Há muitos anos, em Nápoles, passando por uma daquelas ruas onde tudo pode acontecer, a curiosidade foi-me despertada por um café com todo o ar de ter aberto as suas portas havia poucos dias. As madeiras eram claras, os cromados brilhantes, o chão limpo, enfim, uma festa não só para os olhos, também para o olfacto e para o paladar, como veio demonstrá-lo o excelente café que me serviram. Perguntou-me o empregado donde era eu, respondi-lhe que de Portugal, e ele, com a naturalidade de quem oferece uma informação útil, disse: “Isto é da camorra”. Apanhado de surpresa, limitei-me a deixar sair da boca um “Ah, sim?” que não me comprometia em nada, mas que me serviu para tentar iludir a súbita inquietação que me roçou a boca do estômago. Tinha na frente alguém que podia ser visto como um simples contratado sem especiais responsabilidades na actividade criminosa dos patrões, mas que a lógica aconselhava a olhar com prudência e desconfiar de uma cordialidade fora de lugar, uma vez que eu não passava de um cliente de passagem que não conseguia compreender como uma revelação aparentemente incriminatória havia sido prestada com o mais amável dos sorrisos. Paguei, saí e, já na rua, estuguei o passo como se um bando de sicários armados até aos dentes se preparasse para me perseguir. Depois de virar três ou quatro esquinas, comecei a tranquilizar-me. O empregado do café podia ser um facínora, mas razão para querer-me mal, não a tinha. Estava claro que se contentara com dizer-me aquilo que eu, como habitante deste planeta, devia ter obrigação de saber, que Nápoles, toda ela, estava nas mãos da camorra, que a beleza da baía era um disfarce ilusório e a tarantela uma marcha fúnebre.

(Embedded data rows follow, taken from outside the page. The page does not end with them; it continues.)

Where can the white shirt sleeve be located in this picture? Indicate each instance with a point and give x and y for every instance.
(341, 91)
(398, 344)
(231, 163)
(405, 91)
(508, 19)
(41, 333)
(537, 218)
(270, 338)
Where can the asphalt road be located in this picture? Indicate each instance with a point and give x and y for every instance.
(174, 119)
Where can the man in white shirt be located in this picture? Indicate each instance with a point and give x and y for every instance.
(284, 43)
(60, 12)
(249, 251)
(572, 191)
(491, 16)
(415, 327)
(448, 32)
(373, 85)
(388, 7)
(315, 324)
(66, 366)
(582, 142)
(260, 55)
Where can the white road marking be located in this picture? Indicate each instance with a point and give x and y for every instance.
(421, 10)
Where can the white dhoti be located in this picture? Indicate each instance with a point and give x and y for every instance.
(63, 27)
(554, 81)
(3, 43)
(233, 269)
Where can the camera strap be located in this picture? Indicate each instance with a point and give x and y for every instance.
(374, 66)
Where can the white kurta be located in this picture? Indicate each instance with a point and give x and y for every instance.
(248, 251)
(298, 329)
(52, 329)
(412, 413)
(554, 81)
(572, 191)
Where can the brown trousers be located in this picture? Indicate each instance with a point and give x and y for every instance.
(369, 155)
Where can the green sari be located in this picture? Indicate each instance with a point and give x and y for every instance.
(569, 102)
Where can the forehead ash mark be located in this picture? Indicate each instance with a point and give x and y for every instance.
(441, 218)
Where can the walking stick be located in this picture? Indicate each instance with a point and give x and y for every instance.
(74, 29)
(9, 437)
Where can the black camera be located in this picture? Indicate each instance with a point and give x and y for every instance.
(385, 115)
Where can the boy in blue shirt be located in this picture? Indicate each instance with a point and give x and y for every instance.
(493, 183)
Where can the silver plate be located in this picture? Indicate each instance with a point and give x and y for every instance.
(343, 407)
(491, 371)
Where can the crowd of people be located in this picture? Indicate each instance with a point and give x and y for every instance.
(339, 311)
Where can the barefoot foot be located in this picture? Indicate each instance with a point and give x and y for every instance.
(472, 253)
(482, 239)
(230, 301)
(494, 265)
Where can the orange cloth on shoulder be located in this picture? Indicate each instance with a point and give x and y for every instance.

Os anos passaram, mas o episódio nunca se me apagou da memória. E agora regressa como algo vivido ontem, aquelas madeiras claras, o brilho dos cromados, o sorriso cúmplice do empregado, que empregado não seria, mas gerente, homem de confiança da camorra, camorrista ele próprio. Penso em Roberto Saviano, ameaçado de morte por ter escrito um livro de denúncia de uma organização criminosa capaz de sequestrar uma cidade inteira e quem lá vive, penso em Roberto Saviano que tem a cabeça não a prémio, mas a prazo, e pergunto-me se algum dia acordaremos do pesadelo que a vida é para tantos, perseguidos por dizerem a verdade, toda a verdade e nada mais que a verdade. Sinto-me humilde, quase insignificante, perante a dignidade e a coragem do escritor e jornalista Roberto Saviano, mestre de vida.